S.1948 also takes no explicit position on the ownership question. For the time being, I wouldn't give this ruling TOO much weight; it's out of line with other rulings, it's likely to be appealed, and the applicable laws and policies have changed substantially since the original circumstances of the lawsuit.

In terms of the "domain names aren't property" question, definitely feel free to seek out another registrar. Both Totalnic and Joker use "domain owner" language.

The retaking of domains is part and parcel of the overall ICANN dispute-resolution policy, though. NSI's language may still be more broad ("our sole discretion"), but let the market decide.
posted by dhartung at 12:53 AM on May 13, 2000


NSI's previous behavior suggests that they will, indeed, act in bad faith in this area, as they have in so many others.

Does anyone have any new information on whether the SEC has jumped on them yet for going public without putting "but we won't have a monopoly anymore next year" in the prospectus?
posted by baylink at 8:54 AM on May 13, 2000


I've just moved my NSI domains to domainmonger.com, who use the OpenSRS system.
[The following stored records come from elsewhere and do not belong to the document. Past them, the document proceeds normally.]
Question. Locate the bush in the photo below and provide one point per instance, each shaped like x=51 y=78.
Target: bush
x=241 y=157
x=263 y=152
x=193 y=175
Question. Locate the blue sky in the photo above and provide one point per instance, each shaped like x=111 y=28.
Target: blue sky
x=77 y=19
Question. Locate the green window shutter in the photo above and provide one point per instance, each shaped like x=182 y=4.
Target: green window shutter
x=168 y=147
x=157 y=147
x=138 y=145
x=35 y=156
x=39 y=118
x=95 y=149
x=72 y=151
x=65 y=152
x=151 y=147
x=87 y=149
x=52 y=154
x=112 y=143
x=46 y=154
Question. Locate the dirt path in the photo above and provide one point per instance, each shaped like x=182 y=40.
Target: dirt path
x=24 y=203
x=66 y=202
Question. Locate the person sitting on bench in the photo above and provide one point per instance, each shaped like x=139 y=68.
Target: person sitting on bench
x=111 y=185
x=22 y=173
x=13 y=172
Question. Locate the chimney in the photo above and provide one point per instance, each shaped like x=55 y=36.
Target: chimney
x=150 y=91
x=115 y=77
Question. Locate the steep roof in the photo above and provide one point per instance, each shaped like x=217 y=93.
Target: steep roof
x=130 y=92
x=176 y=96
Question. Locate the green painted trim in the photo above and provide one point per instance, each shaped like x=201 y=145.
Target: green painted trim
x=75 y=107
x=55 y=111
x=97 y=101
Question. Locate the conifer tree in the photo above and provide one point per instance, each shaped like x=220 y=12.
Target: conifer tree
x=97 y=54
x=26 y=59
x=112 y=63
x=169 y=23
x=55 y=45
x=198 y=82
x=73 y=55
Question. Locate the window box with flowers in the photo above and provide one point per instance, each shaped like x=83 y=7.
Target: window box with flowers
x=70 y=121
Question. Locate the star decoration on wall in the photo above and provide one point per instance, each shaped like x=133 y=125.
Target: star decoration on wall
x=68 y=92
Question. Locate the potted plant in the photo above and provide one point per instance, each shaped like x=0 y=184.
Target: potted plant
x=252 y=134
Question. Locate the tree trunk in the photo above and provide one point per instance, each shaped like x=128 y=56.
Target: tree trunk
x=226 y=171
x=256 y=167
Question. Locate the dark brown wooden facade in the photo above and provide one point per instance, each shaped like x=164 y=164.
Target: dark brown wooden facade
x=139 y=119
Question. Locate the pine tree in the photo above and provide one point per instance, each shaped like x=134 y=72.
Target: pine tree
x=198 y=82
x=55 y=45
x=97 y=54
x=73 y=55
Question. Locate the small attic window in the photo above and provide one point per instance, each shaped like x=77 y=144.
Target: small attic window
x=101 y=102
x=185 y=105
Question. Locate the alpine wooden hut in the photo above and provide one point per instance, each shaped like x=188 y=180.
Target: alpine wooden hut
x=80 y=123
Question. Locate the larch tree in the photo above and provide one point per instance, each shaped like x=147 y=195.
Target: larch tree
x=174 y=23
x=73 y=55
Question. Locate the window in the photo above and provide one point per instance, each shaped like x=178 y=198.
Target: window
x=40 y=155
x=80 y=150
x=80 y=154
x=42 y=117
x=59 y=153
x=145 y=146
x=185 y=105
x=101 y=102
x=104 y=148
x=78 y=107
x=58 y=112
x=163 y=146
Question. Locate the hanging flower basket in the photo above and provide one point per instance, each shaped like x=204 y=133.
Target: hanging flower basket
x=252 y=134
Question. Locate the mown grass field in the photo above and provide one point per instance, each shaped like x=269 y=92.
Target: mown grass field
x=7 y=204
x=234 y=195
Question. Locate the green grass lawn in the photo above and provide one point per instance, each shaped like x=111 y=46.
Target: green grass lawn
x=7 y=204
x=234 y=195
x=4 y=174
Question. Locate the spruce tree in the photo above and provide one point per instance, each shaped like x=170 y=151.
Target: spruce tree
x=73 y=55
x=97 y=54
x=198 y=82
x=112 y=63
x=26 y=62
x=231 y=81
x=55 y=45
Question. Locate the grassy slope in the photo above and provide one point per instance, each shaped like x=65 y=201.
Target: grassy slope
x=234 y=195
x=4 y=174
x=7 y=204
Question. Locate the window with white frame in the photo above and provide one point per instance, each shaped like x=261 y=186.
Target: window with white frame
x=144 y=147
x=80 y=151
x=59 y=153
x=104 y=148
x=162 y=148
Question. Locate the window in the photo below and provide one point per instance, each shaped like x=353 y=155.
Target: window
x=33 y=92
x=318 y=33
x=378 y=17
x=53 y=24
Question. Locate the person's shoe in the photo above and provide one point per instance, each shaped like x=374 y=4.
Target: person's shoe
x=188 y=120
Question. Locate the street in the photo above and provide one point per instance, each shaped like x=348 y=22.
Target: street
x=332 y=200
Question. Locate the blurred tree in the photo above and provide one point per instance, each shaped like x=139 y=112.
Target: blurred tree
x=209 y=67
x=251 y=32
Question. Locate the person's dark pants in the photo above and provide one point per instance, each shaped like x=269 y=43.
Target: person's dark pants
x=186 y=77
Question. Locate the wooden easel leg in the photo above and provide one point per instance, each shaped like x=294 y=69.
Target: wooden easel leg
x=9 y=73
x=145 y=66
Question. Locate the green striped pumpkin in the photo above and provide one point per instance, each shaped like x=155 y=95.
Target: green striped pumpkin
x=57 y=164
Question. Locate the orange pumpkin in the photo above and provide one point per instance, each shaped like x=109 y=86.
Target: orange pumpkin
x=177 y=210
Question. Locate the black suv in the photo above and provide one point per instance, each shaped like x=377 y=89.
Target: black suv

I was considering this earlier, as I've had the usual troubles with getting changes authorised through NSI's ridiculous forms, but hearing this has just convinced me.
posted by holgate at 9:31 AM on May 13, 2000


If this is correct, then when people decide to sue a company/person that has registered, they should go after the "true owner" rather than a simple "phone number user"? But, wording in the contract says "you will indemnify and hold us harmless". This is covering all bases saying NSI are the AT&T and operator of everything with no accountability. Talk about a monopoly.
posted by brent at 9:40 AM on May 13, 2000


Has anyone had problems when transferring their domain names to other ICANN authorised registrars? I intend to move the one domain name that I have on NSI as soon as possible to enom.com, but first I want to know if there will be any problems.
posted by riffola at 10:05 AM on May 13, 2000


brent, yes, ICANN has developed "best practices" for registrars which includes correct contact information. No more Registrant=nobody@home.com ... and what the court case in Virginia was about was whether the registrar had accountability in third-party lawsuits.
posted by dhartung at 11:13 AM on May 13, 2000


This lawyer compares domain names to telephone numbers...it's not that simple. You get a new phone number, you call a few buddies and give them the new number...problem solved.

Taking lia's example, is Zeldman gonna email three million people and tell them where his new address is? I don't think soooooo.....

I've always looked at a domain name as a *house* address, which last I checked, never changes.

This policy can spell disaster for Matt Lavalleif he registered with interNIC...just another example of these interNIC cowards bending over backwards for the "dot-com" people, once again.

I would love to see a class-action suit get filed, simply based on ther flimsy ever-changing policies. I don't want any money, I just want to see them out of business...
posted by EricBrooksDotCom at 11:31 AM on May 13, 2000


Crap. I have in my hand a Network Solutions bill for another year of rubbertrouble.com, but can I move it to another registrar? From previous experience with NetSol, getting them to do anything right is impossible, even when a court order is involved. If I try to move the domain, are they going to screw up my business domain out of spite?